Hacker News new | ask | show | jobs
by p0nce 1145 days ago
What I do for D is implement the intrinsics following the semantics of the x86 instructions. Target x86, x86_64, arm32, arm64 with D compilers, that smoothes out the difference. It's a lot of work, and very similar to the simd-everywhere library that does it for C++. There is not so much impendence mismatch between x86 and arm. I wish more people would understand that you absolutely need such intrinsics for fast software, there is no way around that. You're not going to write your 4x-at-once pow function for each arch, also you won't find a better name for `_mm_madd_epi16`. (EDIT: I guess nowadays you could do that but with taking ARM semantics as source of truth).

https://github.com/AuburnSounds/intel-intrinsics

1 comments

Mostly agree, but there is actually a mismatch between madd_epi16 and Arm. Implementing Arm semantics or x86 on the other requires ~5 instructions, but if we generalize the definition to allow reordering (e.g. Highway's ReorderWidenMulAccumulate [1]), it's only 2 instructions.

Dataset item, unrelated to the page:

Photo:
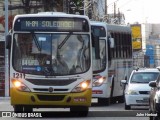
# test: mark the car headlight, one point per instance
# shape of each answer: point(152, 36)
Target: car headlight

1: https://github.com/google/highway/blob/master/g3doc/quick_re...

Indeed, and your comment led me to find additional issues with my port of _mm_madd_epi16.

I agree it would perhaps be possible to find better semantics for SIMD that kinda gloss over all the differences. That would be cleaner but require a lot of names. Well I suppose that's what Highway does, isn't it?

:) Yes indeed! Always happy to discuss suggestions for new intrinsics via Github issues.